Resonance Retrieval of Stored Coherence in a Radiofrequency-optical Double Resonance Experiment
Vladimir Djokic, Georg Enzian, Frank Vewinger, Martin Weitz

TL;DR
This paper investigates how atomic coherences stored in rubidium vapor can be retrieved using optical pulses, revealing that the retrieved signal's frequency is linked to the atomic ground states' Raman transition.
Contribution
It demonstrates a method for resonance retrieval of stored atomic coherence in a double resonance setup, connecting optical signals to atomic ground state transitions.
Findings
Stored atomic coherence can be effectively retrieved using optical pulses.
The retrieved optical signal's frequency matches the atomic ground states' Raman transition.

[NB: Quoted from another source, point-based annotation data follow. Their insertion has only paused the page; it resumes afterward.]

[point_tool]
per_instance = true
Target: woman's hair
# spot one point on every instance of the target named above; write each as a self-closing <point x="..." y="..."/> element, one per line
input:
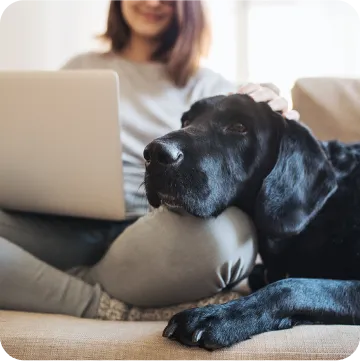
<point x="182" y="45"/>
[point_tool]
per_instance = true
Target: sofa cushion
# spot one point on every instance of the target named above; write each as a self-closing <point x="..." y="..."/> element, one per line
<point x="26" y="336"/>
<point x="329" y="106"/>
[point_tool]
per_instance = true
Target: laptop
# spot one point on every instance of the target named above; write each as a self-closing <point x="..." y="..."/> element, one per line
<point x="60" y="149"/>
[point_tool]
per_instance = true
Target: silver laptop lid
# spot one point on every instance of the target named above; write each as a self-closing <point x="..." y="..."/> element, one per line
<point x="60" y="149"/>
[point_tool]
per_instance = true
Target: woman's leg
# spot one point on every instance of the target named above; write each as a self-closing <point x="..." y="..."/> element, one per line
<point x="28" y="284"/>
<point x="62" y="242"/>
<point x="166" y="258"/>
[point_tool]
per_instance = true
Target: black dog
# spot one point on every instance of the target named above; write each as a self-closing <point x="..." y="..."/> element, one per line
<point x="303" y="196"/>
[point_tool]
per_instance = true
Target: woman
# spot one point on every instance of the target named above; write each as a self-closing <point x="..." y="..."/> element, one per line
<point x="163" y="258"/>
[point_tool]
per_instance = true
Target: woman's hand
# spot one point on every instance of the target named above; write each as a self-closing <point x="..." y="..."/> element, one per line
<point x="261" y="93"/>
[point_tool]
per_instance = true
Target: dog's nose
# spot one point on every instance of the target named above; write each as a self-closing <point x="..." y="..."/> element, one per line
<point x="163" y="152"/>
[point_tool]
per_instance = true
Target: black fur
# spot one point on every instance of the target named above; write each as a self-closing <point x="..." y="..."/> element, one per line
<point x="303" y="196"/>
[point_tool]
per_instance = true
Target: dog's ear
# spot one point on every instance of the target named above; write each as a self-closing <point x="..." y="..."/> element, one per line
<point x="297" y="187"/>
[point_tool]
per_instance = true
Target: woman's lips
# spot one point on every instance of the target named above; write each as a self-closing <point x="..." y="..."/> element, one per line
<point x="152" y="18"/>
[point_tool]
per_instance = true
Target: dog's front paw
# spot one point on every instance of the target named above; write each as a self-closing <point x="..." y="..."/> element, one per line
<point x="211" y="327"/>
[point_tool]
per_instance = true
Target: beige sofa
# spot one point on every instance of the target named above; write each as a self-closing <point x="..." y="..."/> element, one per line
<point x="332" y="108"/>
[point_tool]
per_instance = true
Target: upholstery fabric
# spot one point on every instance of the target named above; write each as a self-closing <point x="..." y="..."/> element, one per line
<point x="30" y="337"/>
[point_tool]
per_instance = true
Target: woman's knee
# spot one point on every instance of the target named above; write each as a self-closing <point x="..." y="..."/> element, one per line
<point x="167" y="258"/>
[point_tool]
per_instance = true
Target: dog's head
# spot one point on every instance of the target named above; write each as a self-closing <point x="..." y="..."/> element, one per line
<point x="233" y="151"/>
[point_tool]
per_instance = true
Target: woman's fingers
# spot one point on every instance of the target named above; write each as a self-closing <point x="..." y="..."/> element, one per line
<point x="279" y="104"/>
<point x="293" y="115"/>
<point x="249" y="88"/>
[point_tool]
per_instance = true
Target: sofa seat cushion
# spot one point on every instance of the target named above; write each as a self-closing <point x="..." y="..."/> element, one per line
<point x="26" y="336"/>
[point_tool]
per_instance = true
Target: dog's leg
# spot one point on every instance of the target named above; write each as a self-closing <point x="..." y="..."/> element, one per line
<point x="278" y="306"/>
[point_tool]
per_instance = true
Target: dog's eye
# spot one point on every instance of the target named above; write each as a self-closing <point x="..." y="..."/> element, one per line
<point x="236" y="128"/>
<point x="186" y="123"/>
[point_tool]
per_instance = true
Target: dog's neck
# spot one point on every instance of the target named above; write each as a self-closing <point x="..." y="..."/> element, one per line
<point x="343" y="157"/>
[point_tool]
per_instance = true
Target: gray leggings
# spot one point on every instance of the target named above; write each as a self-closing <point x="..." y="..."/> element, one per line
<point x="161" y="259"/>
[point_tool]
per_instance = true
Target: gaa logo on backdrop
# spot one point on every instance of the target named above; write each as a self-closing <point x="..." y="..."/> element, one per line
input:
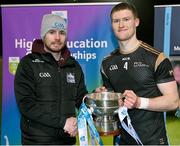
<point x="13" y="64"/>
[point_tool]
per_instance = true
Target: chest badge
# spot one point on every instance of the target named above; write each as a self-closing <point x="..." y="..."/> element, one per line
<point x="70" y="77"/>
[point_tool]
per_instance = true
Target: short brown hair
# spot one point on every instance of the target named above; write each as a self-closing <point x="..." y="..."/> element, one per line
<point x="125" y="6"/>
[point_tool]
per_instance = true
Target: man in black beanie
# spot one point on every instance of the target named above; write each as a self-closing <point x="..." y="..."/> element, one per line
<point x="49" y="85"/>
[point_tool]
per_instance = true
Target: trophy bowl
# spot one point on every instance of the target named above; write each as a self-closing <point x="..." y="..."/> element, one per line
<point x="104" y="106"/>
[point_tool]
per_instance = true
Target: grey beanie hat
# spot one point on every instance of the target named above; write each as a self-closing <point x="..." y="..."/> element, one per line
<point x="52" y="21"/>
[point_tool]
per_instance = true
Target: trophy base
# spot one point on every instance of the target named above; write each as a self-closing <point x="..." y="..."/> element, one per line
<point x="107" y="125"/>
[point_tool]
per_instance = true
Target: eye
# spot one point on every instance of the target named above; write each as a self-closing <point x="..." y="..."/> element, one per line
<point x="115" y="20"/>
<point x="62" y="32"/>
<point x="51" y="31"/>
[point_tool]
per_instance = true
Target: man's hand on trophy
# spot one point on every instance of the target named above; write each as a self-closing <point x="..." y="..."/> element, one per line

The experiment confirms the coherence storage and retrieval mechanism in rubidium vapor.
Abstract
We study the storage of coherences in atomic rubidium vapor with a three-level coupling scheme with two ground states and one electronically excited state driven by one optical (control) and one radiofrequency field. We initially store an atomic ground state coherence in the system. When retrieving the atomic coherence with a subsequent optical pulse, a second (signal) optical beam is created whose difference frequency to the control field is found to be determined by the atomic ground states Raman transition frequency.